Darwin laughed. "What kind of trouble?"

"Trouble keeping them on," said Teddy. "I guess you could say he paints a world without buttons and zippers."

"OK," Darwin said, smiling. "So it's, like, art about the dangers of going fastener-free?"

"Exactly," said Teddy with a laugh. "The stuff is surprisingly popular though. He sells a ton of prints, like around the world."

"Porn sells," said Darwin.

"It's not porn! Jeez."

Darwin laughed at his touchiness, then said, "Well, artists have always painted nudies, right? Why should it bother you? Your Mom does it too. How come your Dad's art is, like, this touchy subject? And really, just ignore me if I'm prying..."

"No no, it's OK. It's just that my Dad's stuff is, uh... different."

"Different, how? Different good? Different bad? Different weird?"

"Different... cheesy." said Teddy. "Oh man, I can't believe I said that."

Darwin laughed again. Teddy continued. "It's all women, but, like, women on windswept seashores, women in front of stormy skies, sad women looking out of open windows, stuff like that."

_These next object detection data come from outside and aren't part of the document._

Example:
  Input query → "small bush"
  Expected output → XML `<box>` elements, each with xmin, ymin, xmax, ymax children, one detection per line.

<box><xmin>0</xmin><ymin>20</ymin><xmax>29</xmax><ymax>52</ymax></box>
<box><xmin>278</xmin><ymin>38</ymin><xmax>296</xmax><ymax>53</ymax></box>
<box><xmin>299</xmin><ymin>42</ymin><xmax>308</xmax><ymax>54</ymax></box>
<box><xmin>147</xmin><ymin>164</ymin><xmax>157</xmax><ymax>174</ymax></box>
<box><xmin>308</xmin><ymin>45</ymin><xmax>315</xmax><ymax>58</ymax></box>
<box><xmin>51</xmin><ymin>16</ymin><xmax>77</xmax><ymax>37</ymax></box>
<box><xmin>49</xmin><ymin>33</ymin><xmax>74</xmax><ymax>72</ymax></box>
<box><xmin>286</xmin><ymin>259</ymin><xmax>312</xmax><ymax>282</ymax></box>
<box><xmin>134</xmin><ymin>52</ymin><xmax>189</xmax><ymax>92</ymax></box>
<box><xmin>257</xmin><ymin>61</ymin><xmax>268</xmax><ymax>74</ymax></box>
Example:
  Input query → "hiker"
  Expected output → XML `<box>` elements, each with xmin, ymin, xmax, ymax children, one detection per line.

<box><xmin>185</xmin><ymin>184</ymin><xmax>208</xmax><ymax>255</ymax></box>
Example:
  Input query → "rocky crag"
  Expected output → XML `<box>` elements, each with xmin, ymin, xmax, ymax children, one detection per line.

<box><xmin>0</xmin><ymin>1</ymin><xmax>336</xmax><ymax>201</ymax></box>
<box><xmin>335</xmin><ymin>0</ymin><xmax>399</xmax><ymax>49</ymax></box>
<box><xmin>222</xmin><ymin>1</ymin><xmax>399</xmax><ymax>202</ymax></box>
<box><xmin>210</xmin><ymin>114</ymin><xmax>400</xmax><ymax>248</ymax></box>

"While their clothes fall off."

"Yup."

Teddy looked around for C. J., realizing that he'd abandoned her. Over in a corner of the room, Byron and Katie were talking to Shane's parents, Byron's aunt and uncle, who were dressed up in their finest and beaming with pride. Not far from them he spotted C. J. and Jello looking at one of Shane's photos. Teddy couldn't hear what Jello was saying but he could hear C. J. laughing. Jello seemed to be working his usual magic.

Wait, wasn't C. J. supposed to be his date?

Well OK, not his date really because it was a group thing, and since he hadn't told Jello that he was interested in her, technically no violation of protocol. Still, not entirely cool either.

• • • •

Wow, Teddy is going way beyond the call of duty here. Not just allowing me to come out with him and his friends tonight, but actually being nice to me too. I have to say I didn't have high hopes for this little soirée because A, I thought Teddy was just trying to get his mother to quit nagging him, and B, I thought he was on a mission to get busy with that girl, C. J. I figured I'd be amusing myself with a bunch of strangers but I still wanted to come out because I haven't done anything like this in, well, ever.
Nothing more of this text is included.